ゾロから出た言葉は頭の片隅にも思わない唐突な話で驚きもしたけど、なにより半信半疑だった。メリーが?直らないの?どうして?

「本当かよ!」
「そう言ってた。……その船大工はな」
「この船が!?」
「もう直せない!?金があってもか!?じゃあ……ど、どうなるんだ?」

それって本当の事なの?そりゃプロの船大工に見てもらったんだもんね、本当なんだろうけど直せないってどうして?プロの船大工ならそれをどうにかしてくれるんじゃないの?
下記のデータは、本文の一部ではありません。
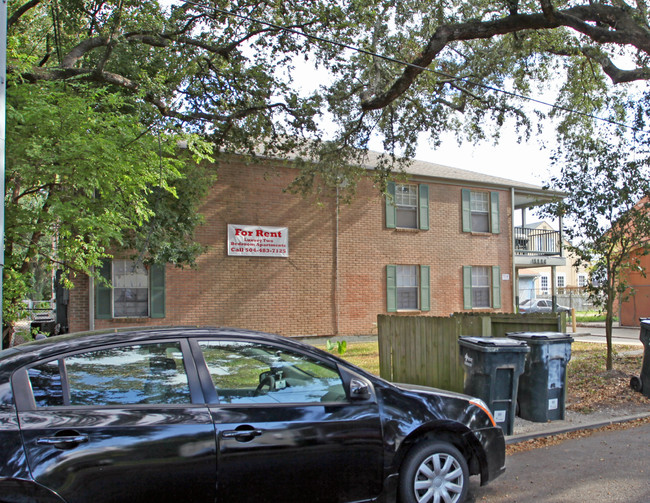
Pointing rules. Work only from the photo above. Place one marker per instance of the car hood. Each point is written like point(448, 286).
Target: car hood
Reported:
point(433, 391)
「さァな。最終的にはルフィ達がどう判断するかだ。造船所にいる3人で何らかの答えを出して来るだろう」
「……そんな事言われても……話が極端すぎるぜ。だってお前!みろ、船はいつもと変わらねェし……。東の海イーストブルーからこんなトコまで一緒に海を渡ってきたじゃねェか……」
「渡ってきたからこそ、だろ。人間なら波を越える度強くもなるが、船は違う……。痛みをただ蓄積するだけだ」
「……そうだよね。ちゃんとした修理してあげられてなかったのに無茶ばっかりしてきたもんね……」

考えてみたら今まで船大工もいないのによくここまで来れたなって思う。こんなツギハギだらけで、ウソップの措置も正しいのか間違ってるのかわからない直し方だし。でも、こんなにしっかり海に浮かんでるのに……。だからこそ、ちゃんと信じられない。
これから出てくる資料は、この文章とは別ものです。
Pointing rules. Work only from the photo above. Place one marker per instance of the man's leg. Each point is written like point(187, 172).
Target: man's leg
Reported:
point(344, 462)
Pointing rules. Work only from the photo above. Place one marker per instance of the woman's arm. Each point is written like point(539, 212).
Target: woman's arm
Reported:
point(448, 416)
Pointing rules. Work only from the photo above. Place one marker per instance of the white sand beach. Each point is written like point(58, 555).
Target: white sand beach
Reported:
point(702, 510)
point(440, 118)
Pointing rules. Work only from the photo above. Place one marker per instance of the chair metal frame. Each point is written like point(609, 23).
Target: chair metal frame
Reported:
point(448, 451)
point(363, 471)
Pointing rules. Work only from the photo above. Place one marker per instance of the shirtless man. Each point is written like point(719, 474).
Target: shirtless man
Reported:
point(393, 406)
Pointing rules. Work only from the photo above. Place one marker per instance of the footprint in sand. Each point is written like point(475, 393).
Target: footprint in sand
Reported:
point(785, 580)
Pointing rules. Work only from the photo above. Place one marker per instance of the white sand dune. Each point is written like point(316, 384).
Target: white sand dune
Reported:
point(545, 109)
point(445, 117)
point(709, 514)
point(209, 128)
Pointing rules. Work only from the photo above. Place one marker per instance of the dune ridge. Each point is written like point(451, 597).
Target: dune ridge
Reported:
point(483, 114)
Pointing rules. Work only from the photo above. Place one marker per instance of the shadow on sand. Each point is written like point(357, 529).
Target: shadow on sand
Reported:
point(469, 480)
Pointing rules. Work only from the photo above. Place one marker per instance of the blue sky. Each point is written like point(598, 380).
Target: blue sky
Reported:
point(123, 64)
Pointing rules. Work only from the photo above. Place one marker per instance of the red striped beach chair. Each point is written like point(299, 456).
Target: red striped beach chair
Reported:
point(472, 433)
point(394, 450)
「腑に落ちねェ!ウソップの奴、コレ聞いたら何て言うか……」
「おれメリー号が好きだぞ!」
「……全員そうさ。だが現状打つ手はねェそうだ」
「メリー号も……ロビンちゃんも心配。落ちつかねェ午後だ……」

みんなが静まりかえったとき、離れたとこからナミの声が聞こえた。町の方を見ると、確かにナミがいたけど一緒に出てったはずのウソップもルフィもいなかった。また、なんでいないの?さっきのロビンと重なってまたドキドキし始める。

「ナミ……」
「あれ!?ナミが帰って来たぞ!」
「ん?一人みたいだな。ルフィとウソップはどうしたんだ?ナミさーーん!何かあったのかーー!?」

慌てた様子で走ってきたナミが息を切らしながら町で換金をして造船所に行ったら2億ベリー盗まれてウソップがボロボロにやられてしまった事を話してくれた。ルフィはそのフランキー一家って人達を探し回ってるんだって。

「そんじゃ行ってくるか」
「頼んだわよ。大事な2億ベリー」
「リリナ、お前は残ってろ。ナミだけじゃ心許ねェから」
「うん、わかった」

船を下りて走っていく3人を見送っているとナミが船内から刀やら拳銃やらをいくつもいくつも運び出してた。そんなに厳重警戒しなくても大丈夫だと思うけどなあ。でもこれを言ったら怒られそうな気がするから、そっとしておこう。銃はとにかく、剣とか握られたらヒヤヒヤどころじゃないから誰も来ない事を祈っとこう。